Saturday, November 10, 2007

Creation Transfusion

There's still a little too much stimulation for me in most mind places. When overwhelmed I am comforted by my face pressed into a static corner of Nil. I called to myself and arranged for some transfusions of creation. A few deep breaths and I'll function here, once again. Its a test. Failure is not an option. I'm regaining my ability to stab a pick into the Candy Mountain of Life, and up we/I go.

People in life work. I went back to work. People in life laugh. I went back to laughing. People in life - if they intend to have a quality life - have hope. I have hope.

Now what could possibly have stopped all these things that I've now gone back to? Ultimately it can be defined as Fear.

I speak most clearly to myself in metaphor and misdirections. I am not going to offer up acceptable examples of Sargent Friday's most repeated edict - "The facts, just the facts, ma'am." This is my world. I create it in my image of myself. The face I see when I look into the inner mirror. Picasso would be entranced.

Spinoza the Cultist Bear.

The Death Channel.

WWF in Pediatrics.

These are the things my face speaks to me now. I am taking notes...

Spinoza is a talking bear. He has a very smooth voice and background music. He's wonderful for children with chronic or life threatening illnesses. He comes with nine tapes that are designed to inspire, sooth, and provide a doorway to a peaceful state of mind. For example, Spinoza says, "Hi, I’m Spinoza Bear. Who are you? You are? I’m happy you’re you. You’re very important. I’m happy to be me (music and the bear begins to sing) ..."

"Would you like to hug me?"

"Where would you like to hold me?"

"What are you wearing?" Okay, so THAT one is one of my creations. Spinoza is an alt.life furry. Possibly.

Now I'll stop talking to my face and address the phantom "normies" that have no business inside my mind mirror and yet decided to read what pours from its wavery glass lips. SHUT THE FUCK UP.

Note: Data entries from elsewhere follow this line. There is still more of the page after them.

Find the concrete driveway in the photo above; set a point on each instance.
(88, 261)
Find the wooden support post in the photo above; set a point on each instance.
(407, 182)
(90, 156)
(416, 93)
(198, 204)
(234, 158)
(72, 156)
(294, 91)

Everybody deals with trama differently. Laughing with my family and adding a kink to the most benign things is a preferred coping mechanism. Go ahead drink your liquor, take your pills, smoke your dope, perform your rituals of mind over matter. We all have our way of healing and hoping. This is mine, in this place, at this time.

The Death Channel. This is the tv channel that you can access on the hospital television. It doesn't present anything except pictures of trees, grass, flowers, and landscapes, while ambient piano runs trill through your ears. Its actually quite soothing. But I almost fell off the hospital rocker when my daughter told me the moniker she's given to that particular channel. I laughed so hard because her saying that meant, to me, that she is feeling hopeful and confident that everything will be okay. I know it, she does too.

WWF in Pediatrics. No, not the World Wildlife Federation. The old school WWE - the world of Rowdy Roddy Piper and The Hulk. A doctor came in and wanted to look at the throat of my grandson. He has no platlets. The chemo therapy has a mission - seek and destroy. The destruction is not as fine tuned as what one truly wants. The good temporarily goes with the bad. Infection is of primary concern now. He had a fever today. The doctor was there to determine the cause.

"Please hold his arms down, while I look into his throat." She said.

The old boa constrictor hold. Guaranteed to spark an instantaneous reaction of screaming, crying, and general anarobic activity while the idea that he could free himself from the entrapment morphed into a physical reaction.

My daughter - who is an expert at chemo catheter iv bandaging now (please make sure the seal is airtight, practioners), and who has learned a whole host of other unexpected skills in her excellent and extrodinary devotion and care of her son - slid her arms under his little baby arms while he sat on her lap. Then she raised her forearms up and linked her fingers over his head. His arms were totally out of the way, his hands resting peacefully on her forearms, and he had absolutely no sense that he could break free. The urge to fight wasn't there. The perfect submission was achieved.

The doctor blinked and was impressed. "I have not seen this move before."

Randy Savage would have recognized it in a testosterone filled heartbeat.

Mmmmm...creation transfusion complete.